Bethany smiled faintly.
"I am the typewriter-girl that wants the place," she answered.
"You!" ejaculated Mr. Edmunds, standing up in his surprise, and beginning to stutter as he always did when much excited. "You! w'y-w'y-w'y, you don't say so!" he finally managed to blurt out.
"What is it that is so astonishing?" asked Bethany, beginning to be amused. "Do you think it is presumptuous in me to aspire to such a position? I assure you I have a very fair speed."
"No," answered Mr. Edmunds, "it's not that; but I never any more thought of your going out in the world to make a living than a-a-a pet canary," he added, in confusion.
He seated himself again, and began tapping on the table with a paper-knife.
"Can't you paint, or give music lessons, or teach French?" he asked, half impatiently. "A girl brought up as you have been has no business jostling up against the world, especially the part of a world one sees in the court-room."
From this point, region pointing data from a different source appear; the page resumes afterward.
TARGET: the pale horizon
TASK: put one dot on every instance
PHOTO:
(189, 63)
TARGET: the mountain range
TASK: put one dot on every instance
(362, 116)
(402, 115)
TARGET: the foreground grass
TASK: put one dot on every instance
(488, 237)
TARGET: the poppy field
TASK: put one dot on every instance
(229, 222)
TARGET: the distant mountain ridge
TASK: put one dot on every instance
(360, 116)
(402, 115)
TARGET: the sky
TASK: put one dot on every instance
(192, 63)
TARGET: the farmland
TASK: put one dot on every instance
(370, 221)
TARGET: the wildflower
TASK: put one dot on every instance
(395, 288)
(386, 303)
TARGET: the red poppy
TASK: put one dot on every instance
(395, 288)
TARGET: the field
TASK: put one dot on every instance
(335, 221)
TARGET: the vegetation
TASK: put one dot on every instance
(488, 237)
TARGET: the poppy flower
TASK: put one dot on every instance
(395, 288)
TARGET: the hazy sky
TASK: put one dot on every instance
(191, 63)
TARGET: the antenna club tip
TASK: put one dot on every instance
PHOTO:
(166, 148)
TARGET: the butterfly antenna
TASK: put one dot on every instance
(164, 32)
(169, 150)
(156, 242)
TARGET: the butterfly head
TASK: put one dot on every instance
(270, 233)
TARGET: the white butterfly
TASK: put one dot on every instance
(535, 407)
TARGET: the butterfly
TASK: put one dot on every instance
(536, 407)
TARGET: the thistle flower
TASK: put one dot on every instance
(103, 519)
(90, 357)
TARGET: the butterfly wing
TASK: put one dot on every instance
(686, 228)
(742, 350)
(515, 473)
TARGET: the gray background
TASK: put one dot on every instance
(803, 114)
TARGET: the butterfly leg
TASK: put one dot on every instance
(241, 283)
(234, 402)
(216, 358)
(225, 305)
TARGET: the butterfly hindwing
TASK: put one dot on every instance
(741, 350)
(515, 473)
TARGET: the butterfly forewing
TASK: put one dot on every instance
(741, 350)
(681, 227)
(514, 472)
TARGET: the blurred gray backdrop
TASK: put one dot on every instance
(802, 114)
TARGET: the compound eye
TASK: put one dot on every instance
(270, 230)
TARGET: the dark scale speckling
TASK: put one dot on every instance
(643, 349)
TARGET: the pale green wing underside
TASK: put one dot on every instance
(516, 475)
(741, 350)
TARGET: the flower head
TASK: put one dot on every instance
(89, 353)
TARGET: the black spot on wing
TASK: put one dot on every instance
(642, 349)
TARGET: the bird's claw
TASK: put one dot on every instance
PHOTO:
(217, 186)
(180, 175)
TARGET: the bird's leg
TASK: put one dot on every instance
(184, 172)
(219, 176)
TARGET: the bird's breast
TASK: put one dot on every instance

Bethany looked at him gravely.
"Yes," she answered, "I can do all those things after a fashion, but none of them well enough to measure up to my standard of proficiency, which is a high one. I do understand stenography, and I am confident I can do thorough, first-class work. I think, too, Mr. Edmunds, that it is a mistaken idea that the girl who has had the most sheltered home-life is the one least fitted to go into such places. Papa used to say we are like the planets; we carry our own atmosphere with us. I am sure one may carry the same personality into a reporter's stand that she would into a drawing-room. We need not necessarily change with our surroundings."
As she spoke, a slight tinge of pink flushed her cheeks, and she unconsciously raised her chin a trifle haughtily. Mr. Edmunds looked at her admiringly, and then made a gallant bow.
"I am sure, Miss Hallam would grace any position she might choose to fill," he said courteously.
"Then you will let me try," she asked, eagerly. She slipped off her glove, and took pencil and paper from the table. "If you will only test my speed, maybe you can make a decision sooner."
He dictated several pages, which she wrote to his entire satisfaction.
"You are not half as rapid as Jack," she said, laughingly; and then she told him of the practice she had had writing nursery rhymes.